The poor peasant is trading off immediate gains from farm production for the long-term betterment of his children’s welfare by sending them to primary school instead of having them work on the field.


The productive rich who go to Balesin are spending a hefty amount, including accommodations and happy meals for their yaya, trading off work (and more income) for leisure. Our President, Noynoy Aquino, has traded off having wife and children for the presidency — it would have been impossible for him to attend to family while preoccupied with removing Renato Corona from the Supreme Court, having reproductive health and sin tax legislated, and searching desperately for ways to make Mar Roxas become competitive in 2016.In the realm of public policy, the politician or the technocrat has to grapple always with trade-offs. A typical example in economic policy-making is the trade-off between employment and low inflation in the short run. When the government decides to increase employment and output, it must recognize that this will lead to price increases. Bolstered by government spending and higher incomes resulting from more jobs, aggregate demand increases and outpaces aggregate supply at the current price level. This leads to a higher inflation rate.

Depreciating the local currency, which in the current Philippine context is generally beneficial for the economy and for employment, has a necessary trade-off — an increase in the inflation rate, for it increases the prices of imported goods, including oil and consumer items.

The term “guns and butter” should be familiar, especially for those who had introductory economics in college. Because any country has a budget constraint (resources are finite) : the more it spends for the military or for defense, the less it spends for food (or education).

“Guns and butter” in fact can also apply to war and peace. This brings us to the discussion about the Mamasapano tragedy.

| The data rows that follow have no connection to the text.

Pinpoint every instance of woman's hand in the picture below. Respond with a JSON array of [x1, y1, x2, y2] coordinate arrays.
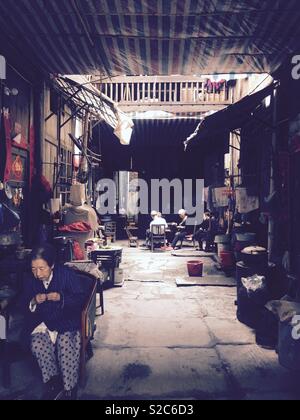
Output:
[[35, 294, 47, 305], [47, 292, 61, 302]]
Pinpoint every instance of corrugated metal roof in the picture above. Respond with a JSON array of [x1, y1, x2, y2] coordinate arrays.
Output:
[[54, 75, 119, 127], [184, 81, 276, 148], [0, 0, 300, 76]]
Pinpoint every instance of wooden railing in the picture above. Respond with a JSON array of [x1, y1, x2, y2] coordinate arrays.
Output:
[[95, 76, 233, 112]]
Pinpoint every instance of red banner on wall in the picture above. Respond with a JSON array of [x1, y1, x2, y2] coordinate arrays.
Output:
[[3, 112, 12, 182]]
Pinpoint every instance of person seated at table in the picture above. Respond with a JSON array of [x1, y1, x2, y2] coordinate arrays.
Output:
[[22, 244, 87, 400], [149, 212, 169, 247], [193, 212, 211, 250], [144, 211, 158, 247], [171, 209, 190, 249]]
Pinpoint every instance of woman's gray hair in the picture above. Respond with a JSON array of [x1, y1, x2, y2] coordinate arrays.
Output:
[[31, 243, 56, 267]]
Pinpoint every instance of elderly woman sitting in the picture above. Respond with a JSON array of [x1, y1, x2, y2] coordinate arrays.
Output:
[[22, 244, 87, 400], [171, 209, 190, 250]]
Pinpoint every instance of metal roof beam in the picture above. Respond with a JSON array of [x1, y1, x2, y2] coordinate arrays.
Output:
[[77, 9, 299, 17]]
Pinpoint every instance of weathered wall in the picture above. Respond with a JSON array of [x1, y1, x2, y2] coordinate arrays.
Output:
[[44, 87, 76, 204]]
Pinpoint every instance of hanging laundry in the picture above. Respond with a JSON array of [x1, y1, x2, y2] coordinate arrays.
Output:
[[228, 194, 236, 212], [236, 188, 259, 214], [204, 79, 226, 94], [212, 187, 230, 208], [204, 187, 209, 203], [72, 240, 85, 261]]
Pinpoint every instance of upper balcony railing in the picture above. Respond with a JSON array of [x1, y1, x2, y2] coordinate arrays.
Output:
[[95, 76, 233, 113]]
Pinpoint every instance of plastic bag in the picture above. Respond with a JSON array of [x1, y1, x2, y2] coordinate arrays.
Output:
[[266, 300, 300, 323], [242, 275, 266, 293], [237, 275, 270, 329]]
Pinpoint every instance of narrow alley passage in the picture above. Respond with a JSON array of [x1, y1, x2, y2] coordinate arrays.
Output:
[[80, 244, 299, 401]]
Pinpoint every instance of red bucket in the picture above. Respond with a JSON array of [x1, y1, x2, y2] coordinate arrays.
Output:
[[219, 251, 234, 269], [187, 261, 204, 277]]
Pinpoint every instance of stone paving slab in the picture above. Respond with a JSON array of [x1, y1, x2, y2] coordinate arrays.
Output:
[[194, 288, 236, 299], [103, 283, 177, 301], [95, 316, 213, 348], [82, 347, 229, 400], [171, 250, 215, 258], [244, 391, 299, 400], [217, 344, 300, 395], [176, 276, 236, 288], [102, 298, 206, 320], [205, 318, 256, 345], [200, 297, 238, 320], [0, 360, 41, 400], [124, 272, 164, 282]]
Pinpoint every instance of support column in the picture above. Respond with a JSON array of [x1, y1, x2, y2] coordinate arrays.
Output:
[[268, 85, 278, 263], [34, 80, 45, 176]]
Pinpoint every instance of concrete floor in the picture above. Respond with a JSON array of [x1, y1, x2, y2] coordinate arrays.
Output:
[[81, 243, 300, 401], [1, 242, 299, 400]]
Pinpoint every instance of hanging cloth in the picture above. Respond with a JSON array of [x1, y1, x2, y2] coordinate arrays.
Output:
[[212, 187, 230, 208], [236, 188, 259, 214], [3, 113, 12, 182]]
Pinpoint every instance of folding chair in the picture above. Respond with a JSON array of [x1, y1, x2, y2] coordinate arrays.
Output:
[[150, 224, 166, 252], [180, 221, 198, 248], [104, 222, 117, 243]]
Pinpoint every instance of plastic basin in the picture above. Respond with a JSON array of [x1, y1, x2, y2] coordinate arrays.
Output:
[[187, 261, 203, 277]]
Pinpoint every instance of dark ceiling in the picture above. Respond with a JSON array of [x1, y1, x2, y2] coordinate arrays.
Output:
[[97, 117, 228, 179], [0, 0, 300, 77]]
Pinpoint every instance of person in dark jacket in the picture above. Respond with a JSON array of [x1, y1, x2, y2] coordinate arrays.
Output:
[[22, 244, 87, 400], [193, 212, 212, 250]]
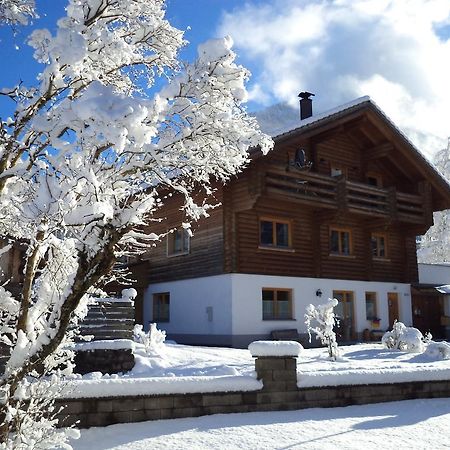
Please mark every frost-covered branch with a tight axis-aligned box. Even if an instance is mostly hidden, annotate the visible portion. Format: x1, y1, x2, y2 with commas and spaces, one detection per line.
0, 0, 35, 26
0, 0, 272, 445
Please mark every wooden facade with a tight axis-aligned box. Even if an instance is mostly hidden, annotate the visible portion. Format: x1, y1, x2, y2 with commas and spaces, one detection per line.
136, 100, 450, 294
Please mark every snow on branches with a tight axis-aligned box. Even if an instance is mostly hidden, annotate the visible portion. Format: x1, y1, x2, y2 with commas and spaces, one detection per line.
305, 298, 340, 361
0, 0, 35, 26
0, 0, 272, 446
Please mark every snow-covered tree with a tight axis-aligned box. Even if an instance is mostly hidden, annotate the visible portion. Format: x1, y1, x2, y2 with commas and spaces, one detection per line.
305, 298, 340, 361
0, 0, 272, 445
417, 140, 450, 263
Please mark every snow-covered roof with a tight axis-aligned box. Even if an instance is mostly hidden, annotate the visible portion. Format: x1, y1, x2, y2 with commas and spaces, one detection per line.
418, 262, 450, 268
268, 96, 450, 196
436, 285, 450, 294
270, 96, 371, 139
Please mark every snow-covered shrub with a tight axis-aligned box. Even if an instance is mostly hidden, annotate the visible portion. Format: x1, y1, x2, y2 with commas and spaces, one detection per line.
382, 321, 425, 353
424, 341, 450, 360
305, 298, 340, 360
121, 288, 137, 303
133, 323, 166, 355
0, 375, 80, 450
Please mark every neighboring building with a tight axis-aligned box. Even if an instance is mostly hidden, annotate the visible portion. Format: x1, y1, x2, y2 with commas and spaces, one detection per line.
412, 263, 450, 339
131, 95, 450, 348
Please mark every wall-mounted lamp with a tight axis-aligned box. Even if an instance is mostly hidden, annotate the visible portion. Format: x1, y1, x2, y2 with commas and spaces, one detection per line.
316, 289, 323, 298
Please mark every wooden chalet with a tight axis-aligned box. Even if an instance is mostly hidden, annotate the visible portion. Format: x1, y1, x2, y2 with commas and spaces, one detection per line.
131, 95, 450, 348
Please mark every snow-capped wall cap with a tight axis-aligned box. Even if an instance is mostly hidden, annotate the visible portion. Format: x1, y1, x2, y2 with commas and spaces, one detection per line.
73, 339, 135, 351
248, 340, 303, 357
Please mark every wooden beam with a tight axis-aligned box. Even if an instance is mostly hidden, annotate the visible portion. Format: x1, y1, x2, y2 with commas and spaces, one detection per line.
418, 180, 433, 228
363, 142, 394, 161
311, 213, 322, 277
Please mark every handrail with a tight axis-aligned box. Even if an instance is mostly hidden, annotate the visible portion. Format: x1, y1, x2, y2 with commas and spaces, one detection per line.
264, 167, 424, 222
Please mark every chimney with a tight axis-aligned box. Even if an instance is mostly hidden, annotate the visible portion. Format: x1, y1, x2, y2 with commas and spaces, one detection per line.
298, 91, 315, 120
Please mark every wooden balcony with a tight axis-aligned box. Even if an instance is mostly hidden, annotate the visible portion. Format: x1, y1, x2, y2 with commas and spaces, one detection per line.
265, 166, 425, 224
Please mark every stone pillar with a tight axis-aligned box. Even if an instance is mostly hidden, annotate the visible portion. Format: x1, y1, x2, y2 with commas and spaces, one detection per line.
249, 341, 302, 392
255, 355, 298, 392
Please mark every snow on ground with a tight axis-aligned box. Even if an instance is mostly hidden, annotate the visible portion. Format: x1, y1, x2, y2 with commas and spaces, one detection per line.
62, 342, 450, 398
296, 344, 450, 387
85, 342, 450, 381
71, 398, 450, 450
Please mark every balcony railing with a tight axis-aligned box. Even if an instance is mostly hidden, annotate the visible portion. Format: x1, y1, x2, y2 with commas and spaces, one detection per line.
265, 166, 424, 223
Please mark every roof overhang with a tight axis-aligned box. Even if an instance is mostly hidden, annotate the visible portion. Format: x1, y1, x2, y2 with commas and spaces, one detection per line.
412, 283, 450, 294
251, 96, 450, 212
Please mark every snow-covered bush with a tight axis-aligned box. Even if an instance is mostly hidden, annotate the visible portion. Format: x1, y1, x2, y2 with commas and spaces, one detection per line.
382, 321, 425, 353
121, 288, 137, 303
305, 298, 340, 360
133, 323, 166, 355
424, 341, 450, 360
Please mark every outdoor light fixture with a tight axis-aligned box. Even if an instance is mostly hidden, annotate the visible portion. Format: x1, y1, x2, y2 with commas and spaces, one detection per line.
316, 289, 322, 297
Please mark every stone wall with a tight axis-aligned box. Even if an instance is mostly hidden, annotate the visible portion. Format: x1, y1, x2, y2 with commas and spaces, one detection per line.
74, 349, 135, 375
57, 353, 450, 429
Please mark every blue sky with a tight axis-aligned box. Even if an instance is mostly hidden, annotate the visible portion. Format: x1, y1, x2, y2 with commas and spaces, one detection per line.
1, 0, 450, 158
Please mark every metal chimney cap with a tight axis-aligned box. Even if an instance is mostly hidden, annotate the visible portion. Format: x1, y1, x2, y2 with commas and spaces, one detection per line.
298, 91, 315, 99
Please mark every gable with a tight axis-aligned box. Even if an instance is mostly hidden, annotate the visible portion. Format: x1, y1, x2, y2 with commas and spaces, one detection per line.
257, 99, 450, 212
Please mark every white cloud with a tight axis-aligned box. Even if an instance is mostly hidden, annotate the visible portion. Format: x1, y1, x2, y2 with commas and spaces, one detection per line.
218, 0, 450, 158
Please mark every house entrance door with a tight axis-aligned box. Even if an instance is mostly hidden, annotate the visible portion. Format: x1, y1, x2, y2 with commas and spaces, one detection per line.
333, 291, 355, 341
388, 292, 399, 328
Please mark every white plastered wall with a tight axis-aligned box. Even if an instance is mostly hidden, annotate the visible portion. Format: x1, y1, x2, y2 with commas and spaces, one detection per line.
230, 274, 412, 336
143, 274, 233, 336
144, 273, 412, 338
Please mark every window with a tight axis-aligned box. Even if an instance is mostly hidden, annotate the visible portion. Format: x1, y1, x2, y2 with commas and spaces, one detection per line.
365, 292, 378, 320
371, 233, 387, 258
167, 229, 190, 256
259, 218, 291, 249
262, 288, 293, 320
366, 172, 383, 188
153, 292, 170, 322
329, 227, 352, 256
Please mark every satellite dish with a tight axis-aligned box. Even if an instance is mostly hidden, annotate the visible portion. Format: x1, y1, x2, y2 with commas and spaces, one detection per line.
295, 148, 306, 167
287, 148, 312, 171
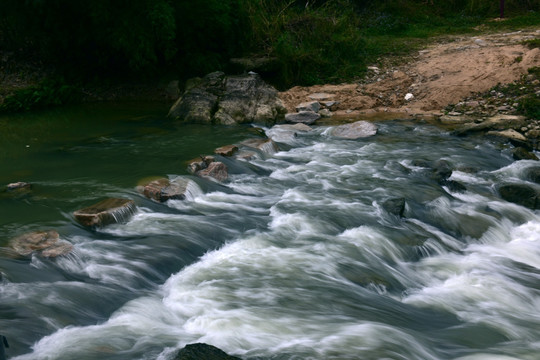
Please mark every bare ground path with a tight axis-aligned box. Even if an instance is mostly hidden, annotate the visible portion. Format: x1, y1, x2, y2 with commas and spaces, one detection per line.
279, 28, 540, 120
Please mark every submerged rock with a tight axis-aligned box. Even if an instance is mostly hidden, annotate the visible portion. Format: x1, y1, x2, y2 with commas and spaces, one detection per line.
382, 198, 406, 217
10, 230, 73, 258
74, 198, 136, 227
498, 184, 540, 209
330, 121, 377, 139
173, 343, 240, 360
138, 177, 196, 202
512, 147, 539, 161
6, 182, 32, 192
430, 159, 453, 183
168, 71, 286, 125
525, 167, 540, 184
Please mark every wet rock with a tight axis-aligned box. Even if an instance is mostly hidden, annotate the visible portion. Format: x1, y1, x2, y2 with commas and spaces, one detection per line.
197, 162, 228, 182
296, 101, 321, 113
187, 156, 215, 174
442, 180, 467, 193
498, 184, 540, 209
138, 177, 196, 202
271, 123, 313, 132
285, 111, 321, 125
512, 147, 539, 161
525, 167, 540, 184
382, 198, 406, 217
453, 115, 527, 136
173, 343, 240, 360
330, 121, 377, 139
168, 71, 286, 125
240, 138, 280, 155
431, 160, 453, 183
10, 230, 73, 258
214, 144, 239, 157
74, 198, 137, 227
487, 129, 530, 148
6, 182, 32, 192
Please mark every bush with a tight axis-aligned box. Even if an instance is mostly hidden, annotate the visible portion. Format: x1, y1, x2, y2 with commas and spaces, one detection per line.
0, 79, 80, 113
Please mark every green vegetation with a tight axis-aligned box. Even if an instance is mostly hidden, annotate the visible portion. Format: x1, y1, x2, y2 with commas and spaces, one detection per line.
0, 79, 80, 113
1, 0, 540, 111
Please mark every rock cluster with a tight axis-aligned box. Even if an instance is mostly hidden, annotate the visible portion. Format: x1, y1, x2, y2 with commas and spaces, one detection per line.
284, 95, 338, 125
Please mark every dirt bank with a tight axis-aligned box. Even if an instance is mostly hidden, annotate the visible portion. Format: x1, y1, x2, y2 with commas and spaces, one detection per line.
279, 28, 540, 119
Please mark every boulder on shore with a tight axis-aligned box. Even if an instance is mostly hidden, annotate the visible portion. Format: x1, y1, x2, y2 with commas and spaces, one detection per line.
330, 121, 377, 139
168, 71, 286, 125
10, 230, 73, 258
74, 198, 136, 227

Much of the severe criticism with regard to the Mamasapano debacle has revolved around the botched tactical operations, including the breakdown in the chain of command and the absence of coordination between the Special Action Force and the Armed Forces of the Philippines (AFP).

But only a few have raised a more fundamental question of whether the operation to capture or kill Marwan was worth the trade-off.

The question is: As it was planned (that is, without disclosing information to other major stakeholders), could the operation to capture or kill Marwan have been pulled off without endangering the peace talks with the Moro Islamic Liberation Front (MILF) ?

Consider the fact that several attempts before Mamasapano were aborted. If they were not stopped, these operations would have also ended in disaster. It would have likewise threatened the peace negotiations. The risk was very high: The objective of capturing Marwan would result in undermining the objective of having peace with the MILF.

The report of the Board of Inquiry quotes the mayor of Mamasapano, Tahirodin Benzar Ampatuan, who said that the clash with the MILF was inevitable when the SAF conducted armed operations within the MILF’s controlled territory.

Rappler’s editor Glenda Gloria captures in writing what the trade-off was: “I sneaked Alan [Purisima] into a special operation behind the military’s back, but for a noble cause of arresting a bomb-maker. Yet, I also accepted the AFP to heed my orders of keeping the peace, an equally noble cause. The left hand was made to contradict the right.”

But here’s the rub, the wisdom of capturing Marwan at the risk of endangering the peace is put into question by the international think-tank Institute for Policy Analysis of Conflict, which reported that Marwan’s “image was bigger than the man,” that “a tendency to panic in crisis situations made him unwanted in battle,” and that he had “no special bomb-making skills.”

In sum, the trade-off was very costly.

In the wake of the Mamasapano tragedy, rabble-rousing politicians like Alan Peter Cayetano and Bongbong Marcos want the country to reject the proposed Bangsamoro Basic Law and the MILF. This again is a question of trade-off. Guns or butter? War or peace?

Filomeno S. Sta Ana III coordinates the Action for Economic Reforms.